The Society of Competitive Intelligence Professionals
(SCIP) defines competitive intelligence as:
"Competitive intelligence is a systematic and ethical program for gathering, analyzing, and managing any combination of Data, Information, and Knowledge concerning the Business environment in which a company operates that, when acted upon, will confer a significant Competitive advantage or enable sound decisions to be made. Its primary role is Strategic early warning."
Trade data, specifically U.S. Customs data, is a great example of a competitive intelligence resource. The best trade data tools allow users to gather, analyze, and manage shipment information within a robust application and that is extremely important for companies involved in international trade. This data allows companies to make smarter decisions based off of accurate information, and the companies that implement trade data into their decision process make better decisions about product development, sourcing, sales, and trade management.

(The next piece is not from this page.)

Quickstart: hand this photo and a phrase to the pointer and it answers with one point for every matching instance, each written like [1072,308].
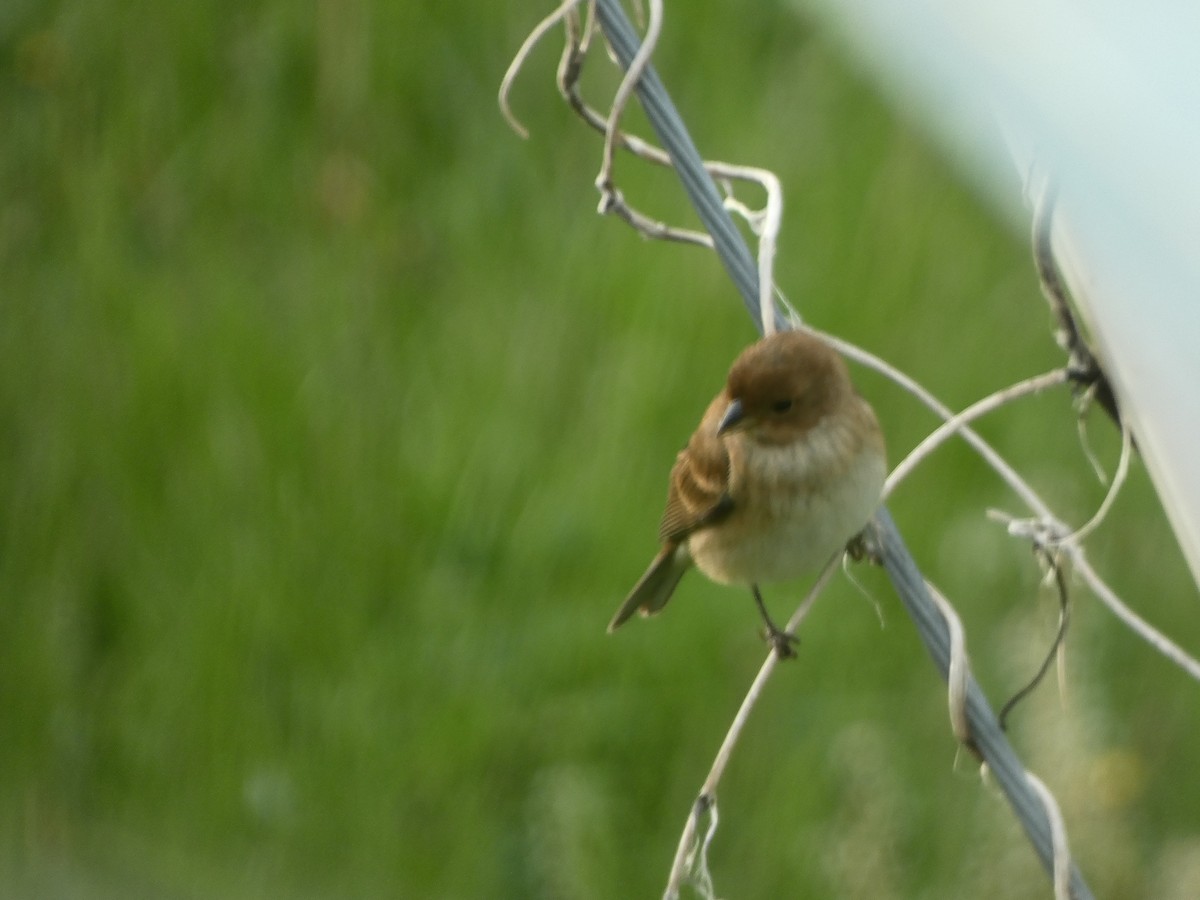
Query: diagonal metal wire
[985,733]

The final piece that competitive intelligence professionals use U.S. Customs trade data
is as a reliable early warning system. Below are several examples from trade data users on how they use U.S. Customs data to warn them before it is too late:
* Within days they can see that a competitor has shifted to another supplier. If they shifted to new country they can even estimate the price of the products using U.S. Census data.
* They can spot prototype shipments months before products hit store shelves, fully understanding where it will be manufactured.
* Seeing shipment trends that can show if a company is forecasting lower or higher sales in the coming months, deducing when products will be available on the market.
* They know if a new competitor has entered their space allowing them to take action quickly.